First, it would be helpful to create a new business culture of sustainable development for company directors. Such a culture will assist directors in leading their companies in the right direction, in terms of sustainable corporate governance, and in delivering the common goal of promoting greater sustainable value creation.

“Our goal is to create incentives for European companies to set sustainable goals, rather than setting more restrictions and hidden traps”

Our political group, the European Peoples’ Party (EPP) of course, supports the sustainable corporate development and governance of European companies. However, we do have certain reservations regarding the texts adopted, as we fear that, at a time of crisis - like the one we currently find ourselves in - it is very important not to burden European companies with additional administrative requirements. This is especially true for small and medium-sized enterprises (SMEs), which is why we considered it crucial not to include SMEs in the scope of future legislation.

A new study on the impacts of the COVID-19 pandemic shows that companies that perform strongly on social and environmental issues have been more resilient to the crisis. Companies that perform well in terms of sustainability outperform their peers and turn out to be more competitive. This is because measures had already been introduced before the pandemic. But if we impose major restrictions during a crisis or require companies to implement measures that are unaffordable to them, we risk hampering their competitiveness, which in some cases could lead to bankruptcy.
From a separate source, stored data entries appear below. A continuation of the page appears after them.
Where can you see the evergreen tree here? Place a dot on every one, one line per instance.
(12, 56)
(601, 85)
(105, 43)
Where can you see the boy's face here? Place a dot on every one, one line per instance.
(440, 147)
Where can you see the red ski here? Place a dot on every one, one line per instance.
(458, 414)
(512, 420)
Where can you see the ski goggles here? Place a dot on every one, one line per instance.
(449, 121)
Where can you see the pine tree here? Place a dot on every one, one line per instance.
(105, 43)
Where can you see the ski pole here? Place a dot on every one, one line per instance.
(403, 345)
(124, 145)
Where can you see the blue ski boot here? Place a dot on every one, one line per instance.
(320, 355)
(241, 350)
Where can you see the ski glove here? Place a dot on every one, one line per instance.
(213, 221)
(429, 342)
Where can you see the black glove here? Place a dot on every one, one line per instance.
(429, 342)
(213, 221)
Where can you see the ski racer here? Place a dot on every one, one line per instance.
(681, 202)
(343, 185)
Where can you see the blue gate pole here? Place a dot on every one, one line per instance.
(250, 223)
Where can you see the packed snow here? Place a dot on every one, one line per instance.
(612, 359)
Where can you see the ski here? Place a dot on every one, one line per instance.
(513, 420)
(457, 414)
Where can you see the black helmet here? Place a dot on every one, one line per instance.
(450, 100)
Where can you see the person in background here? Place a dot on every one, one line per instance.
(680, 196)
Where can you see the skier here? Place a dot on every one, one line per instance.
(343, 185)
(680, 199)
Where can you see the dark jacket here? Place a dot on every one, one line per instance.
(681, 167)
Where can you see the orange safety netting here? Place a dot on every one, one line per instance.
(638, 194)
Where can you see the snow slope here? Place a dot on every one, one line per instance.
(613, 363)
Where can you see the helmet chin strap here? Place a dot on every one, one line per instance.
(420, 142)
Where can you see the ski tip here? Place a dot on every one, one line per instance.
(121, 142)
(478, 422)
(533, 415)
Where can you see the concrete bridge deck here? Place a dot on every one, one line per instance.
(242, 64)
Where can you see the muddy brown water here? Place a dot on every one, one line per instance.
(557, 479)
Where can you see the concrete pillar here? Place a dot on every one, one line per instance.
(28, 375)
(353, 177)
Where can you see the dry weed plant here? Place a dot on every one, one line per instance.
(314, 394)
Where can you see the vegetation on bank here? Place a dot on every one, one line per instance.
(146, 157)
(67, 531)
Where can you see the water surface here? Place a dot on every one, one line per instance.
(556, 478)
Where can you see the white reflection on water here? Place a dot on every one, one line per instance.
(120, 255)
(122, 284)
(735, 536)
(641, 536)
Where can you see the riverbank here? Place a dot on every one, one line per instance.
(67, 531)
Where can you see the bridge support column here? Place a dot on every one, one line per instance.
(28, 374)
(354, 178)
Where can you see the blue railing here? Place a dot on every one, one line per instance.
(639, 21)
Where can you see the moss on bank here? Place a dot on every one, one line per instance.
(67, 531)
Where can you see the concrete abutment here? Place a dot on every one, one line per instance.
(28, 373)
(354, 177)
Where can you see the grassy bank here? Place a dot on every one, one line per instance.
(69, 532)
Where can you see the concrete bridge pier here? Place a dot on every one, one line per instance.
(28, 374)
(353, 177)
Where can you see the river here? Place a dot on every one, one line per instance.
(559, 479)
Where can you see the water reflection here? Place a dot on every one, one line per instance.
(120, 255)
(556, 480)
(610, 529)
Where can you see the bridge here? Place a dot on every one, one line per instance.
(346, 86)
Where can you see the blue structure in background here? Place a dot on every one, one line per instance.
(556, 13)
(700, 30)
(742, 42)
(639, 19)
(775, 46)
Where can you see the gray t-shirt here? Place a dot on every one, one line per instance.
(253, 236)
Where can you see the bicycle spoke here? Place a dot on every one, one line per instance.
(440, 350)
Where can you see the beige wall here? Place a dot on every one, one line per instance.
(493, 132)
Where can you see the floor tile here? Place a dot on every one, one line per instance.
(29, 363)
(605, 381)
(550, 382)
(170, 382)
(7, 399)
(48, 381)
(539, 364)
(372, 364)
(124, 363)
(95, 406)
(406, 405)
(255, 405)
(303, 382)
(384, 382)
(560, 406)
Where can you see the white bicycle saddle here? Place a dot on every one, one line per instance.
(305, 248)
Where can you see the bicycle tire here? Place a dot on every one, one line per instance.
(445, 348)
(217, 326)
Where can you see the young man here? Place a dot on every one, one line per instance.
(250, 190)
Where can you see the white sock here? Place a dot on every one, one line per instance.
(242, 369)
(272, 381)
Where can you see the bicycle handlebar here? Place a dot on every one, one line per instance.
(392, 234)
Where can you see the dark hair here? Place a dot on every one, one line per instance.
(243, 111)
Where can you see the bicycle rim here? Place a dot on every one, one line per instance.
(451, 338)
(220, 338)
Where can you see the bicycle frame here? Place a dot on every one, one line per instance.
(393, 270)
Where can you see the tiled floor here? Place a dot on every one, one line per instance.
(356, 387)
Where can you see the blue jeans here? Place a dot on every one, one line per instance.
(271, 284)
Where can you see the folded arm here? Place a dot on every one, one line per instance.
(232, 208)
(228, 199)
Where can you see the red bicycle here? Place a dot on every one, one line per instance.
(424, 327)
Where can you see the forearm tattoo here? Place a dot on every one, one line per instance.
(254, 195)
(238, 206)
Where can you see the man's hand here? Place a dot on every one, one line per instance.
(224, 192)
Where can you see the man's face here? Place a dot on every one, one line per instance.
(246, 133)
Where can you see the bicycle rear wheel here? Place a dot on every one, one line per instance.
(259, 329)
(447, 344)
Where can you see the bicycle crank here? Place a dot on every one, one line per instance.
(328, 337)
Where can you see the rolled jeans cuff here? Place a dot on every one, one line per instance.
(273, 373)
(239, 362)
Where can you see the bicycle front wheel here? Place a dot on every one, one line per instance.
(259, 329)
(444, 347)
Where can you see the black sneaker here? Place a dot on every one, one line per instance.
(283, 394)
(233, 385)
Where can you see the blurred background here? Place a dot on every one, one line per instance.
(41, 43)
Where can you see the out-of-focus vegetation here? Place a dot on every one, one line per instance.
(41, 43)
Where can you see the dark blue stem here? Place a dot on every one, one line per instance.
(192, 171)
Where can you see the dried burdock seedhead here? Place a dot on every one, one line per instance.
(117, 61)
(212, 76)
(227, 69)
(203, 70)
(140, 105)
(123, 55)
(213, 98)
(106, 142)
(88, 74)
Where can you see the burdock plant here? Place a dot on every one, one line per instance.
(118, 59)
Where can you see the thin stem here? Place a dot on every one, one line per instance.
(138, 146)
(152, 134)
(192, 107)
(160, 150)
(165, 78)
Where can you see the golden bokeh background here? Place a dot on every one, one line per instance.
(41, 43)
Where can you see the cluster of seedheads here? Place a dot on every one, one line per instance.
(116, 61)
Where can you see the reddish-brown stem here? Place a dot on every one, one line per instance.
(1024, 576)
We support the principle that EU companies must make every reasonable effort to ensure that practices which undermine human and social rights, as well as labour protection, are not tolerated within the Union and do not take place in our supply chains. However, this cannot be an obligation for entire supply chains, because in practice such an obligation is impossible to uphold for most companies.

Our position is that we must approach our proposals reasonably and, above all, proportionately. Otherwise, there is a risk that sustainable management strategies will become an undesirable burden on companies. Ultimately, our goal is to create incentives for European companies to set sustainable goals, rather than setting more restrictions and hidden traps.